The Lunchbox

@BJ_Boo
The Lunchbox

Batra keeps that Hollywood feel-good moment just out of reach, making for an alluring piece of romantic storytelling.

8.5 /10

It’s hard not to like a love story whose lovers are brought together by a home-cooked meal. Make it an Indian home-cooked meal, with aromatic curries and slow-cooked vegetables, and it’s borderline irresistible. Aside from eliciting tummy rumbles, Ritesh Batra’s feature debut, The Lunchbox, is an enticing, melancholy romantic indie about our universal hunger for validation and intimacy.

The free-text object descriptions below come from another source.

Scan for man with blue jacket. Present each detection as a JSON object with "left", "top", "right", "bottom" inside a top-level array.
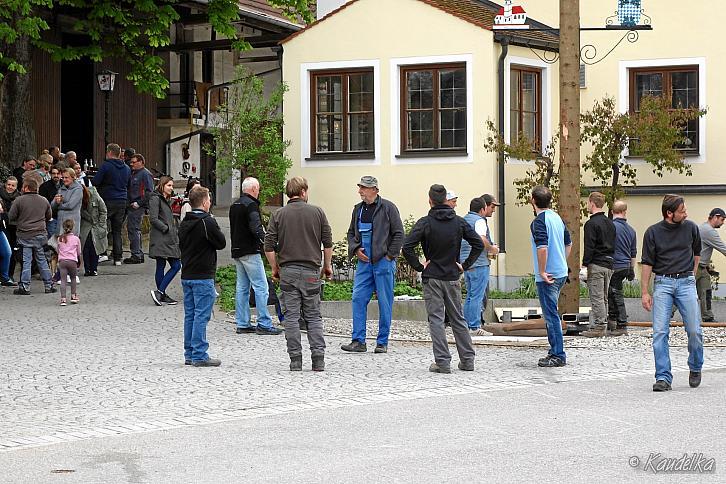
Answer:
[
  {"left": 124, "top": 154, "right": 154, "bottom": 264},
  {"left": 93, "top": 143, "right": 131, "bottom": 266},
  {"left": 342, "top": 176, "right": 404, "bottom": 354}
]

An anomaly sets our story in motion: in Mumbai, there is a remarkable delivery network made up of “dabbawallahs”, bicycle deliverymen who take hot homemade lunches from housewives to their husbands at work. Despite an antiquated coding system, the dabbawallahs’ error rate is unbelievably low, at an estimated one error per six million deliveries. Batra’s story follows one of those astronomical errors, in which a lunch prepared by Ila (a ravishing Nimrat Kaur) is mistakenly delivered to the desk an aging accountant and widower named Saajan (Iffran Khan, Slumdog MillionaireLife of Pi) for reasons left unexplained by Batra, giving the coincidence a slight air of magic.

The Lunchbox

The delicious meal–which Ila lovingly prepared with the guidance of her “auntie” to rekindle her stagnant relationship with her husband– warms Saajan to the core. (He usually gets a ho-hum delivery from a local restaurant.) When Ila catches wind of the mix-ups, she’s compelled to write a note to Saajan, as he consistently sends her stacked-tin food containers back to her empty, the ultimate sign of appreciation.

They begin a pen pal relationship, with their passed notes becoming longer and more personal as the days go by, and they grow to look forward to the notes as a source of joy. They share their deepest secrets with one another and, with each thinking their lives had plateaued, they find that they’ve reawakened the dreamer in one another.

Saajan, on the precipice of retirement, has been aggressively avoiding his pestersome successor, Shaikh, who diligently stalks him around the office, begging Saajan for any piece of advice. (Seeing Saajan’s seething anger when Shaikh successfully hunts him down is hilarious.) But as Ila’s notes begin to soften Saajan’s calloused heart, he begins to open up to Shaikh, and he learns that there’s more to the young man than he thought. Ila’s husband is so emotionally distant it sometimes appears as if he’s looking straight through her. Saajan’s notes give her something to cling to, something mysterious and new.

The Lunchbox

What drives The Lunchbox is our yearning to see these two characters (excellently acted, by the way) finally meet. The vulnerability and finesse displayed by Khan and Kaur is riveting. Batra’s editing of their written conversations make these scenes feel intimate and electrified, as if there’s no one else in the world but these two. Batra recognizes that the gravitational pull between her characters means everything, and tastefully maintains that tension throughout. The film isn’t as overly sentimental as it may initially seem, with Batra and her actors operating largely on subtlety and undertones. Those hoping for a Hollywood-style resolution will be disappointed, but by keeping the ultimate feel-good moment just out of our reach, Batra makes The Lunchbox a more resonant, alluring piece of romantic storytelling.